In my current role, I work on the Mission Operations team for Project Kuiper. I build constellation operations software for a variety of planning, execution, and automation use cases so that we can successfully operate our satellites as we continue to scale the constellation.

In my role as an SDEII on the Mission Operations team, I helped our team drive operational readiness for our Protoflight satellite launch in October 2023.

As a precursor to on-orbit operations, I was heavily involved in hardware-in-the-loop testing of our flatsats and actual satellites on the ground. Our team developed test frameworks for running everything from lower-level functional tests up to high-level system integration tests to exercise key concepts of operations. We also built out automated reporting pipelines and dashboards using AWS services to drive progress in cross-program test campaigns.

In addition to test work, we created a mission operations platform that empowered flight operators to author and execute Jupyter notebooks as ops procedures hosted on AWS SageMaker, and we built out a rich Python library to support ops use cases.

I was lucky enough to serve as the flight controller for one of our two Protoflight satellites on launch day. You can briefly catch me in the Project Kuiper Protoflight Mission: Launch Day Highlights video.

After the Protoflight launch, I worked on operations software to support scaling the constellation from 2 to 3000+ satellites, and I continued this work in my role as a Senior SDE.

Once I joined JPL full-time, I was given the opportunity to spin up and lead a team of 4 engineers in developing activity planning software for the Europa Clipper mission. This task built upon my prior experiences in multi-mission ground software development and Europa Mission Planning.

Over the next 2.5 years, we scaled the team from 4 to 10 engineers.

We designed next-generation planning systems to support distributed spacecraft operations at institutions across the U.S. We built software to model highly-complex systems, check system constraints, intelligently schedule ground & spacecraft behaviors, and empower operators to make effective decisions which preserve spacecraft safety while maximizing scientific output.
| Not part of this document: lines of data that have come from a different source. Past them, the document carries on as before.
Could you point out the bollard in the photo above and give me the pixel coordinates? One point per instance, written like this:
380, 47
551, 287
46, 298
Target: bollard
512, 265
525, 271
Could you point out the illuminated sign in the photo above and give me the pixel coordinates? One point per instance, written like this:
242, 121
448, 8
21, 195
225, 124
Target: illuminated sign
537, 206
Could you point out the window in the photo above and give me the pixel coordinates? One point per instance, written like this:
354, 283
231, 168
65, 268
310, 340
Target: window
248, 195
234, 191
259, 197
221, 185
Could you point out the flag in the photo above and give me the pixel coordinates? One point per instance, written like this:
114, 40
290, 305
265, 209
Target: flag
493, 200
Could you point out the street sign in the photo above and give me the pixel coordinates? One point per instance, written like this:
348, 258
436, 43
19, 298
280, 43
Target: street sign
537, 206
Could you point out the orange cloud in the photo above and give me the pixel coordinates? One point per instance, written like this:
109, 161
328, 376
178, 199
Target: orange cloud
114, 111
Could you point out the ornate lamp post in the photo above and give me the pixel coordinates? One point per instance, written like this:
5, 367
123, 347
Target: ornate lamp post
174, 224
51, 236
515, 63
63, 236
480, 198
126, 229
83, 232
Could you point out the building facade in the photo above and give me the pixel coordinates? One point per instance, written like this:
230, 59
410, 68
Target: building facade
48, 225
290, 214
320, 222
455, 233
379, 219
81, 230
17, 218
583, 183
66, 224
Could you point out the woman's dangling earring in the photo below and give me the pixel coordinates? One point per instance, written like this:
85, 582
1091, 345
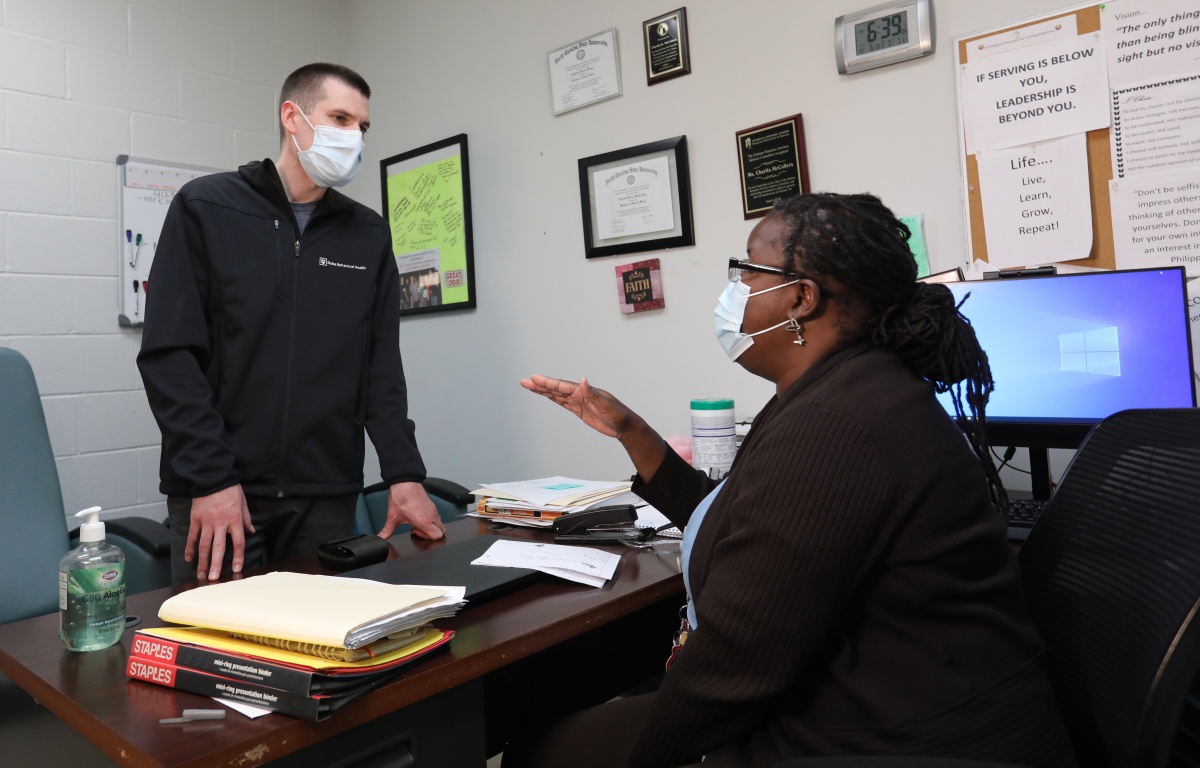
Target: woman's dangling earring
796, 328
I spent much of 2019 working at JPL as an intern–remotely during my spring and fall semesters as a Raytheon contractor to JPL and full-time (as an intern) in Pasadena over the summer.
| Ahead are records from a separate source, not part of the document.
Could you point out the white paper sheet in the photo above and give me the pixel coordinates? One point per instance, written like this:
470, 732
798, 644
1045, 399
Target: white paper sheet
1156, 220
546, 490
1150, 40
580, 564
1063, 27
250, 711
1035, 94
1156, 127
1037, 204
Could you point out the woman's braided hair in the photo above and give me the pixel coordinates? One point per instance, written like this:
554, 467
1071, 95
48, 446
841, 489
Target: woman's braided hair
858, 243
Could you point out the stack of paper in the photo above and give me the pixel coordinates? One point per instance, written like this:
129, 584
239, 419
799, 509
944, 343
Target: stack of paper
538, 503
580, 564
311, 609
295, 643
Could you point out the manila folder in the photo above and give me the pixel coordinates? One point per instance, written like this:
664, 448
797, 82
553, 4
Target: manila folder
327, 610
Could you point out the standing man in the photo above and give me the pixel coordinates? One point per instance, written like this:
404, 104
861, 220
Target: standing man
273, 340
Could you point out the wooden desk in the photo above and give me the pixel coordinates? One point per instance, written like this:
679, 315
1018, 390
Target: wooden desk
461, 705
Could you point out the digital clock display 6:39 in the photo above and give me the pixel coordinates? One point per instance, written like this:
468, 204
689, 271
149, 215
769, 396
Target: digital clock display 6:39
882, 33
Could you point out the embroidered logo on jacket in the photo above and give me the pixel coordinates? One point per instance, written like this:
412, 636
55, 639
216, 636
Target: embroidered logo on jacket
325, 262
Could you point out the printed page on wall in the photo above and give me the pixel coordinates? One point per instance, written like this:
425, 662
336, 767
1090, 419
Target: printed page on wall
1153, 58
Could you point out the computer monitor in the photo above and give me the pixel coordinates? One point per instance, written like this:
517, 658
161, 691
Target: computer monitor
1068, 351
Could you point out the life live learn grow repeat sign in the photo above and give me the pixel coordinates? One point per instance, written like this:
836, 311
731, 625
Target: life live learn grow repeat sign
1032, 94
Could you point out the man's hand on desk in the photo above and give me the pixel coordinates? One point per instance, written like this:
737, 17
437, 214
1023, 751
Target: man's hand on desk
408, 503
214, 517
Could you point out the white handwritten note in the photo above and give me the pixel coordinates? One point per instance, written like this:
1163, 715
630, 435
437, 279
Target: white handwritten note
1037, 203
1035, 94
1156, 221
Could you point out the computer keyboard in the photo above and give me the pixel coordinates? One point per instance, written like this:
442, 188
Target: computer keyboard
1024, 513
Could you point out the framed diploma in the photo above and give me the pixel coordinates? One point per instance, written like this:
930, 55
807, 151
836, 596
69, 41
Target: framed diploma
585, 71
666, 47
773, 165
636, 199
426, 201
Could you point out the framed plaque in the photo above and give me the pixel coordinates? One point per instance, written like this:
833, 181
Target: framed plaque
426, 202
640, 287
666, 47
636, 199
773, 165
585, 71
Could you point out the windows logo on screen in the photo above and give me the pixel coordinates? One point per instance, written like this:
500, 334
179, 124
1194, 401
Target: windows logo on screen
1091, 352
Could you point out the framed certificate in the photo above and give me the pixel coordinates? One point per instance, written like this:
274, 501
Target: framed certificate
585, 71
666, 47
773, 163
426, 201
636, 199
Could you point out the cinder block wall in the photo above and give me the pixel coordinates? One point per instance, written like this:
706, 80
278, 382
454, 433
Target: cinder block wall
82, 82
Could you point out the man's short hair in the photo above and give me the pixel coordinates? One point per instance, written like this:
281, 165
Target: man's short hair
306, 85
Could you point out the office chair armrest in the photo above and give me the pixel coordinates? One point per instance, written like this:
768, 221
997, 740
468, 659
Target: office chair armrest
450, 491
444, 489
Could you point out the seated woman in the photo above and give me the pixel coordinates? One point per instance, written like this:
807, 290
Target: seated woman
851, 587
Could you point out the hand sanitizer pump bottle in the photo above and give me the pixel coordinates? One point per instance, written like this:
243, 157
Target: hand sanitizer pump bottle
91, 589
I served as a representative for the Europa Clipper mission on a multi-mission software development team and collaborated on a Java framework for spacecraft activity planning and mission simulation. Specifically, I focused on designing the spacecraft modeling components of the framework and in developing a discrete event simulation engine to drive simulations.

I interned with the Mission Planning team on NASA’s flagship Europa Clipper mission and spent my summer automating modeling, simulation, and analysis processes in support of trajectory evaluation and science planning use cases.

I served as the Project Manager for the Seeker Vision project–an effort to endow NASA JSC’s Seeker-1 CubeSat with “intelligent” vision capabilities.

Our team adapted state-of-the-art convolutional neural network (CNN) architectures to the space environment and trained them to detect, recognize, and provide relative bearing estimates for a target spacecraft (Cygnus) while in orbit. We used the TensorFlow Object Detection API and OpenCV to write flight software that was resilient to varied vehicle orientations, lighting conditions, and backdrops and was capable of running on a low-powered CubeSat flight computer.

Our computer vision system was integrated onto the flight unit and was actually used for proximity operations in space. Seeker-1 launched on Cygnus NG-11 in April 2019 and was deployed after a Cygnus re-supply in September 2019.

I helped revive UT-Austin’s Texas Spacecraft Laboratory after over a year of dormancy, and I served as its first student leader. In this role, I scaled the student-driven lab from 5 to over 50 members, overcoming training, communication, and management challenges along the way.

I also managed the lab’s ARMADILLO mission: a CubeSat funded by the Air Force Research Laboratory for measurement of sub-millimeter space debris. We built the operations infrastructure necessary to support the spacecraft once in orbit, passed all of our AFRL reviews, and ARMADILLO successfully launched on a SpaceX Falcon Heavy in 2019 (STP-2).